Les intensités lumineuses captées par la cellule photoélectrique 11 sont transformées par celle-ci en signaux électriques d'amplitude correspondant à la luminosité des rayons captés par la cellule photoélectrique. Ces signaux électriques sont amplifiés par l'amplificateur 13 puis délivrés à un dispositif d'affichage et de mesure 14 par l'intermédiaire d'un potentiomètre d'étalonnage 15.
Dans cette forme d'exécution le dispositif d'affichage et de mesure est formé par un galvanomètre à aiguille.
Le dispositif de mesure 14 est étalonné à l'aide du potentiométre 15 de telle sorte que l'aiguille 16 du galvanomètre soit alignée sur l'index maxi lorsqu'une zone transparente est en regard du point lumineux 3 et que cette aiguille 16 soit dirigée sur l'index mini lorsqu'une zone opaque 17 est en regard du point lumineux 3.
Puis on déplace le support placé dans le plan de mesure de telle sorte que le point lumineux 3 passe d'une zone transparente à une zone opaque et on arrête le support lorsque l'aiguille 16 est située dans la zone B du cadran du galvanomètre 14. A cet instant la transition claire-opaque est exactement centrée sur le point lumineux 3 et l'on peut à l'aide du dispositif de positionnement de la table de la machine à mesurer portant le support, lire la cote ou position exacte de cette transition soit du bord de la zone opaque.

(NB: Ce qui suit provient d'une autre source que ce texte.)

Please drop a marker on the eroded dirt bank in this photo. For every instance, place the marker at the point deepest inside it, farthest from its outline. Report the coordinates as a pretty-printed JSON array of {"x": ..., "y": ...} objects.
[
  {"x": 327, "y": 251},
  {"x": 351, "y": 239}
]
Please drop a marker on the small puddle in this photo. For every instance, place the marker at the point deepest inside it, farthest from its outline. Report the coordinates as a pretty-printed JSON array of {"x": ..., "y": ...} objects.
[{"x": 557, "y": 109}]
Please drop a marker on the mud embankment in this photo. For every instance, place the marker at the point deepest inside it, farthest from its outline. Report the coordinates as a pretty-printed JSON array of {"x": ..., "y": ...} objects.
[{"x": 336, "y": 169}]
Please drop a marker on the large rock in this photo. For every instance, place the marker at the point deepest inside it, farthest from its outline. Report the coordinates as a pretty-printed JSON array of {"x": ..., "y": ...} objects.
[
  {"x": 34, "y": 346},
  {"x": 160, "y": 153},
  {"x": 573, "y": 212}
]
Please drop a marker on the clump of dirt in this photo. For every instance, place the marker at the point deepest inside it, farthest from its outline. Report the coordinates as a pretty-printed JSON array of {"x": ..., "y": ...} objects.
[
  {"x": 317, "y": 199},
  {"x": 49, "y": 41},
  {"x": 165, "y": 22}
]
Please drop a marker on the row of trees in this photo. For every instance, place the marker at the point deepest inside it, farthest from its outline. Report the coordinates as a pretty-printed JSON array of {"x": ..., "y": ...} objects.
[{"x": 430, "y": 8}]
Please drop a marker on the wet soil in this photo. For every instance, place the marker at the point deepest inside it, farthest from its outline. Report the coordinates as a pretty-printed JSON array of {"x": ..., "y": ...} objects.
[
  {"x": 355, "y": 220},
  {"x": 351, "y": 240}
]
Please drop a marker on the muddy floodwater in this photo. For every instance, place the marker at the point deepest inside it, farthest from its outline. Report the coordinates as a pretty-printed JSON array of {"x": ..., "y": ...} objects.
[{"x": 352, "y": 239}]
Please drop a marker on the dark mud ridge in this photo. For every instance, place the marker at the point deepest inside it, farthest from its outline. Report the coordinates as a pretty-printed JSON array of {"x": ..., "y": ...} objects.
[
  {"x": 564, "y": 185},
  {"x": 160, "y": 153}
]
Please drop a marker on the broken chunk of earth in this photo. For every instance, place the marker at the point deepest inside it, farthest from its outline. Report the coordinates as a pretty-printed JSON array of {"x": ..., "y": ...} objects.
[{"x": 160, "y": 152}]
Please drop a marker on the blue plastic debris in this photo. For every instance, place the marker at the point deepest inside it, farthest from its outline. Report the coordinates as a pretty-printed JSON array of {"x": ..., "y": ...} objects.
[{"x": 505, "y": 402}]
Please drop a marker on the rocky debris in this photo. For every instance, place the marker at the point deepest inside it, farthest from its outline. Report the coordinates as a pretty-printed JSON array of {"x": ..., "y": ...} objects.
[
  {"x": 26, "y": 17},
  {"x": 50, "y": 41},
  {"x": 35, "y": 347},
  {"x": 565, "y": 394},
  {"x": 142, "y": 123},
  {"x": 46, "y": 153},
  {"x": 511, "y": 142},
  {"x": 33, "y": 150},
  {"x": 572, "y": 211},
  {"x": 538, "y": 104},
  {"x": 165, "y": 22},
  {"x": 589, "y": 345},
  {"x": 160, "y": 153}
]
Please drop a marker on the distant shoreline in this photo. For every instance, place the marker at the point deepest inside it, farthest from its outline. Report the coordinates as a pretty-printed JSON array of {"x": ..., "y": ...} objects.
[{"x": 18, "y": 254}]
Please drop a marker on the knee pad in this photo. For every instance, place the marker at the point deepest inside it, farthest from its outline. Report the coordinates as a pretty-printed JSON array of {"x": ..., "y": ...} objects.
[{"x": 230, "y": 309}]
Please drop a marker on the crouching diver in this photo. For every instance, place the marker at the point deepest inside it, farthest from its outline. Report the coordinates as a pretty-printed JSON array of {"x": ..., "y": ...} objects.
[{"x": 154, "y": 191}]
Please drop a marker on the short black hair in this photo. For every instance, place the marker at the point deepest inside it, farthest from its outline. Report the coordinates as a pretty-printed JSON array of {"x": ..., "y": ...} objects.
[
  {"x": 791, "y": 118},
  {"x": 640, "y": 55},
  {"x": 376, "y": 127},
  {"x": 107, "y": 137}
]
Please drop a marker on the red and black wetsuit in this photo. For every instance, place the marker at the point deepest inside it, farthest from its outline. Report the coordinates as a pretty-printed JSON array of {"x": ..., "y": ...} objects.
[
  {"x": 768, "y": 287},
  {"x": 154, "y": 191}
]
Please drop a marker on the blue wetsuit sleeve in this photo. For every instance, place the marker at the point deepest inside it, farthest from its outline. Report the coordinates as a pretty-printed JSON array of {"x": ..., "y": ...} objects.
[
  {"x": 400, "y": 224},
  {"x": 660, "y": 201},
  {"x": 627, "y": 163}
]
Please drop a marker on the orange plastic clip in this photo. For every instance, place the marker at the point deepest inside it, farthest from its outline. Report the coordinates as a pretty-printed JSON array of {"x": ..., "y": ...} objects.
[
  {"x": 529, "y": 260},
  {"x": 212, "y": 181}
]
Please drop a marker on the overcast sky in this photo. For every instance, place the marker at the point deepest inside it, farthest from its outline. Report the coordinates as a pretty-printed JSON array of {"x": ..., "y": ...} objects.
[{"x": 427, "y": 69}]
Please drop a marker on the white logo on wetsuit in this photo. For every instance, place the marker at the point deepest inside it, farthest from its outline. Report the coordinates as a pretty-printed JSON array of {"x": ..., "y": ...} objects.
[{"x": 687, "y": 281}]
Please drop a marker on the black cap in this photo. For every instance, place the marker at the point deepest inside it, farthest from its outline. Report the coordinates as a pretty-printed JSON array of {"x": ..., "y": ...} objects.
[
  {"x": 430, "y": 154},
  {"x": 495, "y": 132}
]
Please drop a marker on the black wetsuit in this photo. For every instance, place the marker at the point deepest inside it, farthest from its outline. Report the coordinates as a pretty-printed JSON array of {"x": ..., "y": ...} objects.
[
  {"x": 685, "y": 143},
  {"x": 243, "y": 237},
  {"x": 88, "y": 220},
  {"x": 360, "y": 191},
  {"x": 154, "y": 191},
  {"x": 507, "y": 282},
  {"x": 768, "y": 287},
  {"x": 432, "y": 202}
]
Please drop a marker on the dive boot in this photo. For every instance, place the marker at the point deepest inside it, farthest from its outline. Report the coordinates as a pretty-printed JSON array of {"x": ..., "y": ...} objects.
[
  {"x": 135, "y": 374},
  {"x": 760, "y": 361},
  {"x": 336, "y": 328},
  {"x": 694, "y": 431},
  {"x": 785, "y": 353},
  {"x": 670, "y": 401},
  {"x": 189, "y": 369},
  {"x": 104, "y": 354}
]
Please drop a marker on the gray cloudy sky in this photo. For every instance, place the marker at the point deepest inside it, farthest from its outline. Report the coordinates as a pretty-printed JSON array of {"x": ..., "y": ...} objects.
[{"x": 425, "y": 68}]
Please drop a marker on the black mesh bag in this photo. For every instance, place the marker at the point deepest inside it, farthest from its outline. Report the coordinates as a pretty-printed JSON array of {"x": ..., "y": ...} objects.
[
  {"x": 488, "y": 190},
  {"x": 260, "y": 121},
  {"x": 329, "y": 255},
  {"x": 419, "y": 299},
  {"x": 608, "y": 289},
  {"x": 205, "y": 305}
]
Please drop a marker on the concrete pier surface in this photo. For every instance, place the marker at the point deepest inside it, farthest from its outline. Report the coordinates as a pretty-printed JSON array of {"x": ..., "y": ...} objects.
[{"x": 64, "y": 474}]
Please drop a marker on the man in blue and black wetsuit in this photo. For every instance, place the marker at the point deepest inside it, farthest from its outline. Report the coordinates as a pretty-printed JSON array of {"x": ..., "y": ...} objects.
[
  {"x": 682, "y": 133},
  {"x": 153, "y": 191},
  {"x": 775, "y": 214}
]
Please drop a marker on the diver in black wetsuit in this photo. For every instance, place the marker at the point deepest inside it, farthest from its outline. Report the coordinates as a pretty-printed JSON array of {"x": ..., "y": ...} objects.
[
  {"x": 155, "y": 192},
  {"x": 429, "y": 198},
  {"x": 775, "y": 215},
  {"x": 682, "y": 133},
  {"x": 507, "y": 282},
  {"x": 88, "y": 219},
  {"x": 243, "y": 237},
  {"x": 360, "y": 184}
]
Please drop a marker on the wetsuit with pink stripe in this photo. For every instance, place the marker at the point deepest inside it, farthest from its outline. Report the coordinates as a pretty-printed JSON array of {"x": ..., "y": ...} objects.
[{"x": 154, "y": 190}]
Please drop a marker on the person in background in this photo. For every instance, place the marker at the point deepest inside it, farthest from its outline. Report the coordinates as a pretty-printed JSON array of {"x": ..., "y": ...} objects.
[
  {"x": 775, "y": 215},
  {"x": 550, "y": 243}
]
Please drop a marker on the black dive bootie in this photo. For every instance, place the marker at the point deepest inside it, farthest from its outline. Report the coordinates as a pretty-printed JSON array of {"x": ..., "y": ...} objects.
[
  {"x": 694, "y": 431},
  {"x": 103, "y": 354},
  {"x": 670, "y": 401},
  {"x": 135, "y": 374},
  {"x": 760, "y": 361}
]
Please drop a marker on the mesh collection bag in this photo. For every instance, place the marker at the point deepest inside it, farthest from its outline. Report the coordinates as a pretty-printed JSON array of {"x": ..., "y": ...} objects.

Si l'on continue à déplacer le support dans le sens de la flèche f l'aiguille 16 passera par l'index mini puis lors de la transition opaque-claire se déplacera en direction du maxi . Cette fois la table portant le support sera arrêtée lorsque l'aiguille 16 se trouvera dans la zone B du cadran du galvanomètre et l'on pourra relever la cote en position du second bord de la zone opaque 17.